Monotonlaşan ve otomatikleşen insanoğluyla normlar arasındaki en büyük akttır toplum. Farklı renk ve ebattaki bireyi alır, çiğner, sindirir ve boşaltır. (!) Aynı renk, doku ve kokuda klonlanmışçasına binlerce birey üretir. Her ne kadar çok yoğun ve canlı görünse de apatik bir hali vardır. Toplum, bireyi ' o ' olmaktan alıkoyup kendine benzetmeye çalıştığı sürece içinde barındırdığı bireylerin hiç bir zaman kendi olması ve topluma renk katıp onu mozaikleştirmesi beklenemez. İçine atıldığımız gelenekler ve toplumsal normlar yalnız kalmamamız adına bizi kendi içine kabul eder ve karşılığında bizden ruhumuzu ister.
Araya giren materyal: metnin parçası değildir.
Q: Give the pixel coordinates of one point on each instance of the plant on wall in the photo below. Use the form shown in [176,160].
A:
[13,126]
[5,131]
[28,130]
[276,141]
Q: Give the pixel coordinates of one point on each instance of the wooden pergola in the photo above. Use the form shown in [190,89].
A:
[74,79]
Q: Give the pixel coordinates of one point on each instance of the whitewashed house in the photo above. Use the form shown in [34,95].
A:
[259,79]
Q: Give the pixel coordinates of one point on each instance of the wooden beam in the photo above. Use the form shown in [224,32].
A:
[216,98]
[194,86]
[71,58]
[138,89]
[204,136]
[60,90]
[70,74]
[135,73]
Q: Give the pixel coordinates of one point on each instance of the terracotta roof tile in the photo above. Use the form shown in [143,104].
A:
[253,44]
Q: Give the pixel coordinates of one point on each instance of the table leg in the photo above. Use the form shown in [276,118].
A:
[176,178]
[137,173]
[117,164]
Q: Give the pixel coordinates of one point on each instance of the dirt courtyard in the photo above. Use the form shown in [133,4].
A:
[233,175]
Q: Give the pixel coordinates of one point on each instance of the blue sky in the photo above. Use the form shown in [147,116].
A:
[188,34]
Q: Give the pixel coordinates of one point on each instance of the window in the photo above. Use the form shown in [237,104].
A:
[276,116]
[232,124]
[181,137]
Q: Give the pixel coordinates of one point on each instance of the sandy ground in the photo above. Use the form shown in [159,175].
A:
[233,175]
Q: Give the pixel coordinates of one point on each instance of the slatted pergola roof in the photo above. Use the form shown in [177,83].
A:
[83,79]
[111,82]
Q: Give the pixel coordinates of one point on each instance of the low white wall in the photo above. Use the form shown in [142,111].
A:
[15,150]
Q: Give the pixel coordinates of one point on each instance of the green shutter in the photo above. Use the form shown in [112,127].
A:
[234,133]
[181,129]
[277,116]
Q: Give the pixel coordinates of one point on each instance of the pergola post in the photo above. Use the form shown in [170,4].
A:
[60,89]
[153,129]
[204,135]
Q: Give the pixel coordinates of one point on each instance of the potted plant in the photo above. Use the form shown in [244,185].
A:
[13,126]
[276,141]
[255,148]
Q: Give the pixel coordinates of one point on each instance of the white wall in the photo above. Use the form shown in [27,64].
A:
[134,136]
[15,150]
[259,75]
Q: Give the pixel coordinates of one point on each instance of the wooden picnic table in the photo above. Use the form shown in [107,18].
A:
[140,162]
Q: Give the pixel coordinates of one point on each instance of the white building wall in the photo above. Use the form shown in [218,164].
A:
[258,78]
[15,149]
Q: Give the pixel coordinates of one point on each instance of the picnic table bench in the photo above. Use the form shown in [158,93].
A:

Hayallerimizi, düşüncelerimizi, söz ve davranışlarımızı alır yalnız kalmama duygusu karşılığında. Bu ruhunu şeytana satmaya eşdeğerdir. Mefisto da Faust'a en basta bir köpek olarak görünmüştü.
Etik ilk çağdan günümüze dek farklı açılımlara büründürülmüştür. Sokrates ve Platon'da erdemle bağdaştırılırken, hazcı etik kuramların ortaya atılmasıyla Thomas Hobbes, Spinoza ve Spenser bu konuda farklı duruşlarını sergilemişlerdir. Öte yandan toplumu inceleyen diğer filozoflar da olmuştur. F. Nietzsche kişinin 'üst insan'a dönüşümünü anlatırken bahsettiği deve-aslan-çocuk üçlemesinde devenin toplumun yükünü sırtlandığını, aslanın 'yapmalısın' diyen toplumla savaştığını ve en sonuncu aşamadaysa bireylerin çocuğa dönüşeceğinden bahseder. Bu aşamadaki çocuk saflığı ve temizliği, dahası üzerinde toplum baskısı olmayan bireyi simgelemektedir. Simgelemdeki saflığı yakalamak elbette kolay bir uğras değildir, fakat bilinmelidir ki zoru başaran insanlar mutlu olacaktır bu dünyada. Nietzsche ısrarla vurgular doğrusunu ''Kendin alabileceğin bir hakkı, bırakmayacaksın sana vermelerine!'' der.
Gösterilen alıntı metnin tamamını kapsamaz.